The Nutella after harden and I put in the bottle it sticks to the baking sheet I put to layer the Nutella … how to make the Nutella not come out of the tart ?
Hey Lina! Just to get you right, between the Nutella Cookies in the bottle you lay it with baking sheets, and then the Nutella end up sticking to the baking sheet?
Usually for storage I tend to stack just at most a few layers, and layer them side ways!
Hi thanks for sharing.
May I check if u use upper heat only or both upper and lower heat?
Thanks in advance:)
Hey March, thank you for the kind appreciation too 😀
I used both upper and lower heat!
Can I also check Bake the 1st time at 160 deg for 12min with fan or without fan ya?
Hey March, thanks for dropping by my blog! It is without fan 🙂
Hey Javier ,
Can I also check if I have excess dough.
Can I bake more than one tray at a time?
If yes, temperature will be the same?
If you have excess dough go for it. However, I strongly recommend you to bake it as a separate batch unless your oven is big enough.
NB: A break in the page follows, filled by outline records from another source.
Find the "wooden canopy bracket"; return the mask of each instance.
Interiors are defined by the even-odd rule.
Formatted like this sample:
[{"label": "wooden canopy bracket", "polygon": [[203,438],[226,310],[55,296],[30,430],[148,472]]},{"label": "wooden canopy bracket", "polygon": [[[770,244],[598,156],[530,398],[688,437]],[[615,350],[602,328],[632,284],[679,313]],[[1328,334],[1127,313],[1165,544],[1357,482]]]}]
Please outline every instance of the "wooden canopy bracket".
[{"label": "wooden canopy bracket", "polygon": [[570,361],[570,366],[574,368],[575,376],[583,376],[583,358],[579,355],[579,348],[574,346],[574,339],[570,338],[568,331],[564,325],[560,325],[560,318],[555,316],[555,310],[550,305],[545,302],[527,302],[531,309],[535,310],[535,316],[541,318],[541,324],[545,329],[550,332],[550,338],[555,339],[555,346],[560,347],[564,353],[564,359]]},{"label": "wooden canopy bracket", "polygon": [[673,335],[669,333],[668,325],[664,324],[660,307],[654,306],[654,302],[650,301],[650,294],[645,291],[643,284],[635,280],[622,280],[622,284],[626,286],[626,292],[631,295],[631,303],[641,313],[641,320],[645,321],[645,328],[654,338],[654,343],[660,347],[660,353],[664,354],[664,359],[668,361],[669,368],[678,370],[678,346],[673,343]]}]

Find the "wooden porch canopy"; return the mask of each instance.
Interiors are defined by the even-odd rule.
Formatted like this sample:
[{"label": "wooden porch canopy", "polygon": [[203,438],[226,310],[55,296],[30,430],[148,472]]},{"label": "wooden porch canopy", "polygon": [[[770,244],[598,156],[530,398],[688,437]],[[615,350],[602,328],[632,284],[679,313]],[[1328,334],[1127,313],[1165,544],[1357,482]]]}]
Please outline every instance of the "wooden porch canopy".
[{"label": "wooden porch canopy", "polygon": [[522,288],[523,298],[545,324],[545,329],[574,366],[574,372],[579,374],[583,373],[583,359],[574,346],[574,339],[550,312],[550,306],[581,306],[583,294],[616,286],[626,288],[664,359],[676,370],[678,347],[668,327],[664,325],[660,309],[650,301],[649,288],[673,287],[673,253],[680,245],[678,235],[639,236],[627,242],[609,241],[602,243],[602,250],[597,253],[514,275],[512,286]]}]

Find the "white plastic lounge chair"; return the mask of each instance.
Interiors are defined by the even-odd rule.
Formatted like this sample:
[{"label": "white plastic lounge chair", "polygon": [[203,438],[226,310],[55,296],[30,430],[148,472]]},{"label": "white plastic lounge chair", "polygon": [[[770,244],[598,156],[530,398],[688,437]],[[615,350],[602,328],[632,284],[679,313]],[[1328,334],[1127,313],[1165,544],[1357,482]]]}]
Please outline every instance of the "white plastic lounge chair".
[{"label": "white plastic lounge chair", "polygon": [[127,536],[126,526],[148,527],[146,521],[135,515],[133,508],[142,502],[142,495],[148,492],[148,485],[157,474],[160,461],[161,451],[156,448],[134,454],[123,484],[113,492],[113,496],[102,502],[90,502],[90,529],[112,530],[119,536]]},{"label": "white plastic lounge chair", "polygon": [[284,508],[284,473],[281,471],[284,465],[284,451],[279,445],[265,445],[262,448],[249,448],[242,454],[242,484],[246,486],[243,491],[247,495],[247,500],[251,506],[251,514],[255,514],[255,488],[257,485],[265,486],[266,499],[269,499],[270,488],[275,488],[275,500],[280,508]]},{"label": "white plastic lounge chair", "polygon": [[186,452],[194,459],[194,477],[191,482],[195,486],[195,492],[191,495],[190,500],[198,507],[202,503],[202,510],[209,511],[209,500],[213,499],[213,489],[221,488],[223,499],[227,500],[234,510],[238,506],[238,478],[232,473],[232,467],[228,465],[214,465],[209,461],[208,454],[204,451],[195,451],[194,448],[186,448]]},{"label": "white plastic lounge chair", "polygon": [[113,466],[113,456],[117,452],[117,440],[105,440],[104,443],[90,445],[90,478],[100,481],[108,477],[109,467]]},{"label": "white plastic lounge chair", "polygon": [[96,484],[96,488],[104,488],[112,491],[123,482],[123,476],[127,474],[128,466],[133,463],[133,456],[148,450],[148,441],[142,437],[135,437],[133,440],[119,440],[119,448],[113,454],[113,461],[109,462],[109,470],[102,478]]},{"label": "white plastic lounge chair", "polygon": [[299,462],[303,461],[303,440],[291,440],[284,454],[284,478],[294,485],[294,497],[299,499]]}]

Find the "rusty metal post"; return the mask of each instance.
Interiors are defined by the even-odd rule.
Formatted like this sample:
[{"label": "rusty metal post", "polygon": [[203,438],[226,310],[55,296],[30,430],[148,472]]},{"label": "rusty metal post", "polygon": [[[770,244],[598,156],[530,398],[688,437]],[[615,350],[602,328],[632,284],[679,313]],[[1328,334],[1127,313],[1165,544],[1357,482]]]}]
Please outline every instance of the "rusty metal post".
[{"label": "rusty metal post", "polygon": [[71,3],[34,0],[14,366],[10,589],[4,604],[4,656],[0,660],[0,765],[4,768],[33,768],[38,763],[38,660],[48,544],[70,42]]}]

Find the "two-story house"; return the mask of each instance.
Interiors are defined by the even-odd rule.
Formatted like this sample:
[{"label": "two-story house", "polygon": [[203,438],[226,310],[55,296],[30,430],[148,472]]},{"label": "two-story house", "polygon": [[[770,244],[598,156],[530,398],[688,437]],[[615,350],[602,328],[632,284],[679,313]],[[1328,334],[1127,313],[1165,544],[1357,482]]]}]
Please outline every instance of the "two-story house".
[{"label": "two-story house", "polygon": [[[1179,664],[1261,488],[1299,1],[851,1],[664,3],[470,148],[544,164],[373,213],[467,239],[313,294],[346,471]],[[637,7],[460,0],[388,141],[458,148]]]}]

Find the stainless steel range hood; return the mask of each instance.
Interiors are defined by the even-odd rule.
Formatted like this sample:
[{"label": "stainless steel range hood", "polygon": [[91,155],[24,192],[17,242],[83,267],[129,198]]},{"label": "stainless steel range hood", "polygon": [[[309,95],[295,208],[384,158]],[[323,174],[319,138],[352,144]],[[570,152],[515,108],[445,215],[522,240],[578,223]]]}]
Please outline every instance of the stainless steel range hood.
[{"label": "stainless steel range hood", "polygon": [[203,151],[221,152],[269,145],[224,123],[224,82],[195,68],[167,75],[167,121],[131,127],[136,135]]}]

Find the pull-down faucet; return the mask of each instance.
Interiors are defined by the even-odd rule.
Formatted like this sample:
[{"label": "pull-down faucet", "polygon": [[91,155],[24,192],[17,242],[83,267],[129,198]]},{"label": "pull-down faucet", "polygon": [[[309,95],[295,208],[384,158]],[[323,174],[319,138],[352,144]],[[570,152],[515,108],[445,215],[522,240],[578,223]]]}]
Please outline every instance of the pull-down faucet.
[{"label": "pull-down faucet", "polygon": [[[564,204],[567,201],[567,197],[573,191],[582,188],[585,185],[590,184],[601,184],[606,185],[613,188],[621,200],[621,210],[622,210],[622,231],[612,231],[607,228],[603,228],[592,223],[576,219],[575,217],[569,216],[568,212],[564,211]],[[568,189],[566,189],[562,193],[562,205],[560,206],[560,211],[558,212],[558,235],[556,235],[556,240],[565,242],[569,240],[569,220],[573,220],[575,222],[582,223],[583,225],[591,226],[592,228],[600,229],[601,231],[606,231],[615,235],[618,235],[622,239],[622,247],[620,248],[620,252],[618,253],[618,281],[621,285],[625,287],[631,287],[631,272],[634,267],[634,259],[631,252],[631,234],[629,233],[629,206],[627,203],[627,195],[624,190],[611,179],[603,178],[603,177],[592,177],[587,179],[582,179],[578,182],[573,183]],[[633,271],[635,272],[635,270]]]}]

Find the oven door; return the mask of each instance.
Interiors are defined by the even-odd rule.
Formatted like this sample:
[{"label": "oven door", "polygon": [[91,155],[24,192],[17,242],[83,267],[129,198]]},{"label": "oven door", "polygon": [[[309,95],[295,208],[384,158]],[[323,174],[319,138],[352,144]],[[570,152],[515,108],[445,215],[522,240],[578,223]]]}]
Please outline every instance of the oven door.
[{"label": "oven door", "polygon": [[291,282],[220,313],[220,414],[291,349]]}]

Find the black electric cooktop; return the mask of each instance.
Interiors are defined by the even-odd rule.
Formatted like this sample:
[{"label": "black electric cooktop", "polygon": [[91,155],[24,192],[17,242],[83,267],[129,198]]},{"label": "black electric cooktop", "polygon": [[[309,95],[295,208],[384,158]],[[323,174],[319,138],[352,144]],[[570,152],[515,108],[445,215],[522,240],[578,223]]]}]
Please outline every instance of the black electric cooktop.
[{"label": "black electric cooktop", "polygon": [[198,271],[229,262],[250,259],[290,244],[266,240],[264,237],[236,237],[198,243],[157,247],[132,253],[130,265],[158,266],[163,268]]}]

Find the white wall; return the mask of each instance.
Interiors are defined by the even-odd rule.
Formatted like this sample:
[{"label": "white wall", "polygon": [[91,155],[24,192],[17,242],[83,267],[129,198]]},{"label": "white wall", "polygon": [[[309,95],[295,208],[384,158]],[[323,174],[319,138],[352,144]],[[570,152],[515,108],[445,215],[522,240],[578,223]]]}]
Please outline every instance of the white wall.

If your oven is big enough like the built-in ones, the temperature is the same 🙂 Hope that helps!
Hi Javier,
Thanks for the lovely tart recipe, looks great.
I read through your advices and you’ve mentioned that we could decorate with some sea salt sprinkled on it. May I know, that should be done after baked, or during 2nd bake?
Thanks again, rgds, Lin.
Hey Lin! Thank you for dropping by my blog and I am so happy to hear that!
For the sea salt, I will usually do it during 2nd bake. Sprinkling it too early might cause it to dissolve or mix into the tart. Hope that helps 🙂
Hi! I’ve baked them and i love it! However, the nutella topping does not stick to the tart base, if i flick it the whole piece of toasted nutella will just fall off the tart base. Is it supposed to be like this?
Hey Rain! Thank you for dropping by my blog and I am so happy to hear that you like it!
Regarding the sticking, its likely that it hasn’t set properly yet. Perhaps you can bake it for slightly longer. For the Nutella part, it requires some experimentation to see the right temperature / duration for setting. If its too high, the Nutella might crack and burn but if its too low, it won’t be set. If I have to be precise, I suspect for your case you might be able to switch to just top heat. This allows the top to set, while allowing the bottom to be still slightly gooey to sitck! Hope that helps 🙂
Hi Javier!!
Thanks for sharing this awesome recipe! Had a massive craving for Nutella tart and tried to make this over the weekend.
I achieved the buttery melt-in-your-mouth texture! However the Nutella didn’t manage to set well after the second bake… I tried to up the temperature to 150 and baked it for another 5-7 minutes and still didn’t quite set. Any tips on how to get it set properly? Thanks in advance!! 🙏
Hey Olivia, thank you for dropping by my blog and I am so glad that you tried your hand at these!
I would recommend heating it for even longer. Its likely that the temperature was too low and as such, it did not managed to set! Perhaps 2-3 minutes longer for a start. Hope that helps!
If it still doesn’t set, you can consider higher temperatures of 160 degrees too!